Measuring Communication Amount

Question

Measuring Communication Amount

Closed this issue 8 months ago · 3 comments

Hi, thanks for the great work! I'm wondering how is the communication amount in Table 2 of the paper is calculated. Are those calculations available in the evaluation script?

Answer 1 · 2024-05-07T03:54:27.000Z

In this PatchParallelismCommManager, we print the buffer size on each device (self.numel). You can enable the profiling with verbose=True when initializing the distri_config.

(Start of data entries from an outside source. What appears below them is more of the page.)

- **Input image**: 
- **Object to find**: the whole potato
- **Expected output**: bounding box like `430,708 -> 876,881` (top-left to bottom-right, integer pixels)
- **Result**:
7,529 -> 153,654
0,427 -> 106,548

For AllGather, when using ring AllGather, the communication amount is $s \times (n-1) \times 2$, where $s$ is the buffer size, $n$ is the number of devices and 2 stands for 2 bytes for FP16 precision.

Answer 2 · 2024-05-07T03:59:38.000Z

For AllReduce, when using ring AllReduce, the communication amount is $s \times \frac{n-1}{n} \times 2 \times 2$. The first 2 stands for the 2 rounds of ring AllReduce and the second 2 stands for 2 bytes for FP16 precision. For Tensor Parallelism, our code does not support printing the buffer size s for now. You can easily calculate it by summing up all the AllReduced tensor's numel in attention.py, conv.py, feed_forward.py and resnet.py.

Answer 3 · 2024-05-07T04:02:08.000Z

You can refer to our efficientml.ai slides (page 50) for these communication primitives.